Kehoe, a member of the Senate at the time, voted for the bill and to override a veto by then-Gov. Jay Nixon.

In his veto message, Nixon wrote that the allowance for 1% foreign ownership was never debated until it was inserted into the legislation at the last minute “without the benefit of a hearing that would have allowed for public testimony” and over the objections of agricultural groups.

Criticism of the legislation didn’t take long to develop – backers of Josh Hawley’s campaign for attorney general broadcast an ad in 2016 with actors speaking Chinese attacking his Republican primary opponent, then-state Sen. Kurt Schaefer, for backing the legislation.

Schaefer, of Columbia, this year is seeking the Republican nomination for Congress in the 3rd District.  

Despite growing bipartisan support for repeal or revisions to the 2013 legislation – 13 bills altering the 1% allowance were introduced by Republicans and Democrats this year alone – nothing has passed to the governor’s desk.

Eigel won Senate approval this year of an amendment barring foreign ownership of Missouri farmland within 500 miles of a military base, but it was stripped out before the bill was sent to Gov.

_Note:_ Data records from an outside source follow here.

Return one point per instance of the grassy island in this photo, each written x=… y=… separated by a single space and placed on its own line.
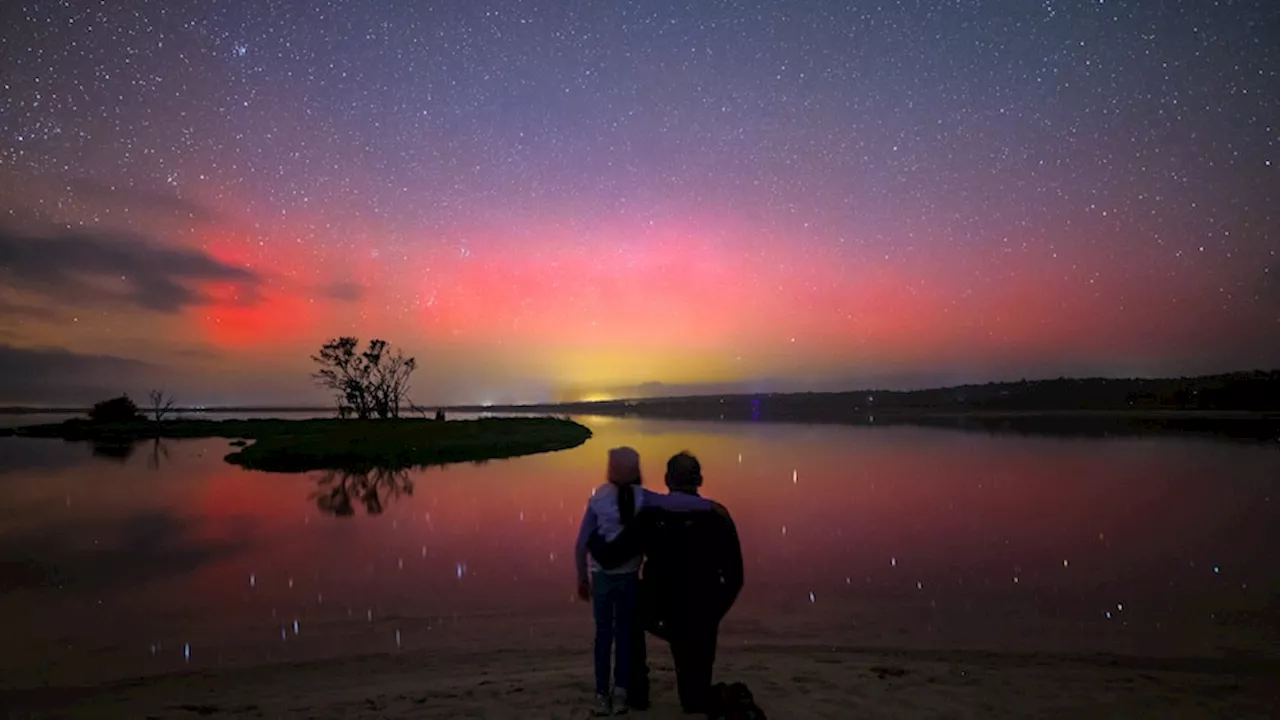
x=298 y=446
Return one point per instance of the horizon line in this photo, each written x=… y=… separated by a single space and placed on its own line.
x=475 y=406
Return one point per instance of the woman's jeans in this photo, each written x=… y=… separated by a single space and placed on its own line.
x=613 y=604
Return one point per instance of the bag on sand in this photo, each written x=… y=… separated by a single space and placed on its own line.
x=734 y=702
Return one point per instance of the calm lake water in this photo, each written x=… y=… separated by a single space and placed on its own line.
x=878 y=537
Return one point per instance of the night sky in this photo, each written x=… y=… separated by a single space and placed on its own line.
x=552 y=200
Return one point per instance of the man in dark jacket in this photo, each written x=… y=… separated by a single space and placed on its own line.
x=693 y=573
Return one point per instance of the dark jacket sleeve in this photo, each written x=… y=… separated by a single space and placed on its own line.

Mike Parson.

In January, Parson issued an executive order banning land purchases by “foreign adversaries” within 10 miles of “critical military facilities.”

In an interview earlier this month with The Independent, Kehoe said he doesn’t believe “an enemy of our country should own anything here.”

He defended his 2013 vote, saying “you’re talking about very different circumstances in the relationship the U.S. had with other countries than today.”

“That happened 11 years ago,” he said. “Times have changed, and so we would move forward with the position that I have very clearly stated that I do not want any enemy of this country owning anything.”

Using a bus owned by Smithfield’s lobbyist – and obscuring that fact by calling it a donation from Kehoe – drew fire from Eigel and Ashcroft’s campaigns, who have both worked to portray him as too close to interest groups.

“China has owned Kehoe for a long time, and of course they’ll own him as governor, too,” said Sophia Shore, campaign manager for Eigel. “He voted four times to sell Missouri to the Chinese; everything that has followed is completely unsurprising.”

The bus is symbolic of Kehoe’s whole campaign, said Jason Roe, an adviser to Ashcroft.

“Kehoe has hundreds of lobbyists supporting his campaign,” Roe said. “Any lobbyist could subsidize the bus for him, but this one is pretty interesting.”